NYPD Officials Booted for Being Too Drunk to Fly to Afghanistan for Training Trip

New York Police Department Chief of Counterterrorism James Waters.

Six-high ranking officials at the NYPD had to cancel a trip to Afghanistan last week after two cops were booted from their military flight over concerns they were too drunk to fly.

The elite cops were on their way to the war-torn country for a weeklong trip to teach NYPD counterterrorism and crimefighting tactics to soldiers who train Afghan officers, a police source said.

The group included Chief of Counterterrorism James Waters; Lt. Chris Zimmerman, commander of the hostage negotiation team; Deputy Chief Scott Shanley, head of the department’s Critical Response Command, and Counterterrorism Capt. Daniel Magee.

After the brass got to Baltimore-Washington International Airport, they were told the Army chartered plane was delayed by three hours, sources told The News.

They went to a restaurant, got dinner and downed cocktails while waiting, a police official characterized their alcohol intake as “a few” drinks.

The group was not armed, sources said.

When the officers boarded the Kabul-bound plane — along with about 200 other passengers — members of the jet crew raised questions about whether Shanley and Magee were sober enough to take the 14-hour flight, sources told The News.

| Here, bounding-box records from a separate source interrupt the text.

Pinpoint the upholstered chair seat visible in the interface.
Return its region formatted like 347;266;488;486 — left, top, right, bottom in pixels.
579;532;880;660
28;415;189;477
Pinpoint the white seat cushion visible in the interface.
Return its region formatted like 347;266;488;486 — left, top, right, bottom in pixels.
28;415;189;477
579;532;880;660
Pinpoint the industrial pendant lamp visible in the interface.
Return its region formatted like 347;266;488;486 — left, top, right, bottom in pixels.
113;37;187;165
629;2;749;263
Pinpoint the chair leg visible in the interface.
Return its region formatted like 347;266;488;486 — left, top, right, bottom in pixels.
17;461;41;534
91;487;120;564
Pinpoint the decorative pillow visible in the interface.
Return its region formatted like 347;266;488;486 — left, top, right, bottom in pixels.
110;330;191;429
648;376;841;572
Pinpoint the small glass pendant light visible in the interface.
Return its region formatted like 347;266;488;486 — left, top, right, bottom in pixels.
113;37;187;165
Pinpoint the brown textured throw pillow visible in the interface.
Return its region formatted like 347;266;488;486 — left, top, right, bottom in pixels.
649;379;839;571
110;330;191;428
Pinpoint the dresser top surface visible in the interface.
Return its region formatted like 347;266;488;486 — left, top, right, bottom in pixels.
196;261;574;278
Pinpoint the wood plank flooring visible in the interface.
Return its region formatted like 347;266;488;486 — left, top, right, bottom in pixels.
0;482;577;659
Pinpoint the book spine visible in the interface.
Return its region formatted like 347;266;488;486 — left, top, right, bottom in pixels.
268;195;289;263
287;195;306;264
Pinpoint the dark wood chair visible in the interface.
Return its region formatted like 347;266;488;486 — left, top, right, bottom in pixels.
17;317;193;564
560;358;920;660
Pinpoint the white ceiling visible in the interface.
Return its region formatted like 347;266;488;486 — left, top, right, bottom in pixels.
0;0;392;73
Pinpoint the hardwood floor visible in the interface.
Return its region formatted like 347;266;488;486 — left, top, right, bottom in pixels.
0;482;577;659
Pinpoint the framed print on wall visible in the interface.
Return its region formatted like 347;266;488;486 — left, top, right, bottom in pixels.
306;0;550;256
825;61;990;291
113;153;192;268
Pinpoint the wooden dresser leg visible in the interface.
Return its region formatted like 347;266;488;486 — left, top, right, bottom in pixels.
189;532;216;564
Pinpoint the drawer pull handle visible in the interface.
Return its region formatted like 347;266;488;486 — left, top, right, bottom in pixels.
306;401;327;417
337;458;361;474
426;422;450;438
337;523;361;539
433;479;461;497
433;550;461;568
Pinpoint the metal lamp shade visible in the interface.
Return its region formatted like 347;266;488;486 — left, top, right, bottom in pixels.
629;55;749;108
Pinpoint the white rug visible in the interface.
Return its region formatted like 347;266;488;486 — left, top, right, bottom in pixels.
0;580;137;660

One police source said the six cops argued with the crew — Magee particularly loudly — but a police official said there was only a “discussion” between the two groups.

“There was no argument,” the source said. “(Waters) spoke to the crew. There’s a feeling that the crew kind of overreacted.”

After that, Waters decided all of the officers had to deplane.

“They all left because they had set up a training program and all of them needed to be in Afghanistan to do it,” the police source said.

The cops had to come back to the city, sources said.

“Look, no one feels good about it, but they are still going to do it probably in October,” a police official said.

Under Department of Defense regulations, passengers may be denied boarding or transport if they are unruly, under the influence of drugs or alcohol that may create a hazard or disruptive.

Deputy Commissioner Stephen Davis, a police spokesman, said the NYPD is looking into the Aug. 10 incident.

“I am aware of no misconduct that occurred,” said Roy Richter, president of the NYPD Captains Endowment Association. “This was a training operation that has been delayed and will be rescheduled sometime in the future.”

Waters, who spent Thursday checking on counterterrorism preparations after the attack in Barcelona, could not be reached for comment.

Shanley and Zimmerman did not return phone messages. There was no answer on Magee’s line.

The Pentagon could not provide any information on the incident Thursday.